Hi! We are using `nn.TransformerEncoder`

for a simple binary classification task. The training is fine, but when evaluating (`model.eval()`

), the output of transformer becomes nan while the input is fine. Evaluating without `model.eval()`

is also fine. My input length equals to 3, the dimension of features for each and there are ~3000 samples per batch (i.e., the input size is [3000, 3, 64]).

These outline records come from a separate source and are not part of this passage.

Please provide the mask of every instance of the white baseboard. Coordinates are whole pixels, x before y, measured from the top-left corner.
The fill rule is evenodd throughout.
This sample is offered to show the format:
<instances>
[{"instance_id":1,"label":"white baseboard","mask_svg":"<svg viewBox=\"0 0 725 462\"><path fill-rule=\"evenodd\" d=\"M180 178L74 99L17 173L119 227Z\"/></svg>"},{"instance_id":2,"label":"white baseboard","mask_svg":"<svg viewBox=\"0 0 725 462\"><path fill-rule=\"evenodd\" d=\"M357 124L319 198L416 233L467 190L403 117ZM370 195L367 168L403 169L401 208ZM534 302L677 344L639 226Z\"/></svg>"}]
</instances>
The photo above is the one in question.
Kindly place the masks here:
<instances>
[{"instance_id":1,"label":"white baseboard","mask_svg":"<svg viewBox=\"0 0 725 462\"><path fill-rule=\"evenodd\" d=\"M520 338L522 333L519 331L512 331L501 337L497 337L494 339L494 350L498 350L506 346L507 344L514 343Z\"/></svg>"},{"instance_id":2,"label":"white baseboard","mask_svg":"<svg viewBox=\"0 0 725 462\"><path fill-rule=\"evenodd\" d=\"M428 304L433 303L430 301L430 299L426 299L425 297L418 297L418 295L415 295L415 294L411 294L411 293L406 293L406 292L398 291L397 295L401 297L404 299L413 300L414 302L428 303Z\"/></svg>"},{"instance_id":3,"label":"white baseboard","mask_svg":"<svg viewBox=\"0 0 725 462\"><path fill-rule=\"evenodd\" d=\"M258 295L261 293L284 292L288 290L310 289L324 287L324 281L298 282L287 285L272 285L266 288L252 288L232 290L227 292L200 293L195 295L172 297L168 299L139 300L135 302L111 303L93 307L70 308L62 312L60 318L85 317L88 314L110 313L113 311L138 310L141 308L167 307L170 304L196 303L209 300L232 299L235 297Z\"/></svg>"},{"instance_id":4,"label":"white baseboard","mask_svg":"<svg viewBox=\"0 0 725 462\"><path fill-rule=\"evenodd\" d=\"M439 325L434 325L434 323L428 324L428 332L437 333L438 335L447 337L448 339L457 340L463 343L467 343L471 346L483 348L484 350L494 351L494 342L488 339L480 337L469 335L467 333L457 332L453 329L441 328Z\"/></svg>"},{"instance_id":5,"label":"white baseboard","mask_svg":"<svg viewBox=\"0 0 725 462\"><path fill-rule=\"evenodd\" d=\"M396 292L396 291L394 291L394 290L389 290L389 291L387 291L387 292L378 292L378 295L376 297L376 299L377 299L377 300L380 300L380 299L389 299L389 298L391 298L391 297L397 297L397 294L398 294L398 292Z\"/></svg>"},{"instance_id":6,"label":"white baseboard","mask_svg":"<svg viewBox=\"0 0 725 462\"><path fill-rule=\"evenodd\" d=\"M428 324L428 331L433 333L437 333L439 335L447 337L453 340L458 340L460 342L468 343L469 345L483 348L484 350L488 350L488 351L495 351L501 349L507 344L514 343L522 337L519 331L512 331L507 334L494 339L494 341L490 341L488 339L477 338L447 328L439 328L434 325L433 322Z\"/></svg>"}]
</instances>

Basically, the nan comes when applying

```
## seq.shape = [batch x seq x hidden_dim]
pos_enc_sequence = self.pos_encoder(sequence) # This does not contain nan's
z = self.transformer(pos_enc_sequence, batch_masks) # nan comes in z
```

The `transformer`

module is just a wrapper around `TransformerEncoder`

. In fact, it is not totally nan… The output is like:

```
tensor([[[ nan, nan, nan, ..., nan, nan, nan],^M
[ nan, nan, nan, ..., nan, nan, nan],^M
[ nan, nan, nan, ..., nan, nan, nan]],^M
^M
[[ nan, nan, nan, ..., nan, nan, nan],^M
[ nan, nan, nan, ..., nan, nan, nan],^M
[ nan, nan, nan, ..., nan, nan, nan]],^M
^M
[[ nan, nan, nan, ..., nan, nan, nan],^M
[ nan, nan, nan, ..., nan, nan, nan],^M
[ nan, nan, nan, ..., nan, nan, nan]],^M
^M
...,^M
^M
[[-1.0353, 1.5367, -0.8378, ..., 1.8553, 3.2305, 0.7344],^M
[-1.2352, 1.6701, -0.6161, ..., 1.2745, 2.7163, 1.2356],^M
[-1.0250, 1.8169, -0.6667, ..., 1.4378, 2.6771, 1.3972]],^M
^M
[[ nan, nan, nan, ..., nan, nan, nan],^M
[ nan, nan, nan, ..., nan, nan, nan],^M
[ nan, nan, nan, ..., nan, nan, nan]],^M
^M
[[ nan, nan, nan, ..., nan, nan, nan],^M
[ nan, nan, nan, ..., nan, nan, nan],^M
[ nan, nan, nan, ..., nan, nan, nan]]],^M
device='cuda:0')^M
```

We suspect the problem might be in the softmax layer. We are actively investigating the output of each layer of Transformer, but right now we are not sure if we can directly get the output of softmax layer without rewriting a Transformer module. Any pointer would be hugely appreciated.